Cette séance avait eu lieu le 11 janvier 2022 (en visio enregistrée1) dans le cadre de la relance en ligne et en accès libre de la revue PF/A : après dix années de pause dans sa publication, le numéro 66, qui paraît en février 2023, portait sur les publications scientifiques alternatives2. Christian Verrier animait alors cette table ronde composée de trois invité·es : Thérèse Roux, « D’une écriture à l’autre : dialogues impossibles ? » ; Pierre Nocerino « De la BD d’inspiration sociologique à la sociologie dessinée » ; Pascal Nicolas-Le Strat, « D’une écriture collaborative à la recherche et à sa publication en fanzine3 ».
Via un e-forum dédié, les étudiant∙es de l’IED ont pu poster de nombreuses réactions, apportant des analyses, des commentaires, et ont proposé des liens avec leurs propres pratiques d’écriture.
Cet article en fait aujourd’hui la synthèse.

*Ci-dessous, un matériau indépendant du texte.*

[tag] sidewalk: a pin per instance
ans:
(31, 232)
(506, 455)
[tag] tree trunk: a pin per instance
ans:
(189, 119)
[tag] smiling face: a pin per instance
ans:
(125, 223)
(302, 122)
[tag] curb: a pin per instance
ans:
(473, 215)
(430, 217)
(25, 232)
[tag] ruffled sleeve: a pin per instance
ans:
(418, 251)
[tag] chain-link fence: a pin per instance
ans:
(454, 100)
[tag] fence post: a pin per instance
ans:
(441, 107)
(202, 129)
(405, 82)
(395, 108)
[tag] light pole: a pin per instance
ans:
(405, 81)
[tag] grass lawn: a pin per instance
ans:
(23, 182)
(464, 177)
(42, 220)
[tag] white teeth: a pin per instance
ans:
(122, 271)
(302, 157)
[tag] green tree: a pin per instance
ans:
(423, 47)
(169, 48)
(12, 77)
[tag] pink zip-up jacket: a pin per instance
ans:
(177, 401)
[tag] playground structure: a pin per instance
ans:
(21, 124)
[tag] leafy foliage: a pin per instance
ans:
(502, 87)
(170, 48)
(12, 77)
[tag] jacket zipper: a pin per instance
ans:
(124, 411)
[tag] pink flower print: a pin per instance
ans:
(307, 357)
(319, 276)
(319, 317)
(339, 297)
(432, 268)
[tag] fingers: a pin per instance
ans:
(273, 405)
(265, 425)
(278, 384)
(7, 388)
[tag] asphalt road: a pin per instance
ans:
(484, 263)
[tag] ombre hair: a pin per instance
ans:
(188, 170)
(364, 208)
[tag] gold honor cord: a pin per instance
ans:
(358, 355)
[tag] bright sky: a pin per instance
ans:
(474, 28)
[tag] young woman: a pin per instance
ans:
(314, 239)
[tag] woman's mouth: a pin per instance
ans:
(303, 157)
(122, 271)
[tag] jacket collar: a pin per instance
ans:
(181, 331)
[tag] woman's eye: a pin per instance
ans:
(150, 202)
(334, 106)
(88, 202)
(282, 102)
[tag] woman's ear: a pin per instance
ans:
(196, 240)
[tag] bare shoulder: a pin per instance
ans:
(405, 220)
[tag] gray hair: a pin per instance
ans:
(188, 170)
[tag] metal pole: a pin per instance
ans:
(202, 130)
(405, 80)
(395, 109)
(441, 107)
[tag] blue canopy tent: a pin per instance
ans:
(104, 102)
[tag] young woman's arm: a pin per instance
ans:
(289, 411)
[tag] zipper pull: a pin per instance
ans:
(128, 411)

Le rapport à l’écriture scientifique et les échos concernant l’écriture du mémoire

Cette conférence a renvoyé les étudiant·es à leurs propres pratiques d’écriture et plus spécifiquement à l’écriture en cours du mémoire de recherche en master 2. Cela a soulevé plusieurs questions en relation avec cet écrit spécifique :

• La question du plaisir pris à écrire, abordée par les intervenant·es, est revenue à plusieurs reprises dans les échanges. Pour certain·es le plaisir est évoqué en contrepoint à l’ennui possible ou le manque de confiance en ses connaissances concernant la rigueur ou le cadre imposé par l’écriture scientifique.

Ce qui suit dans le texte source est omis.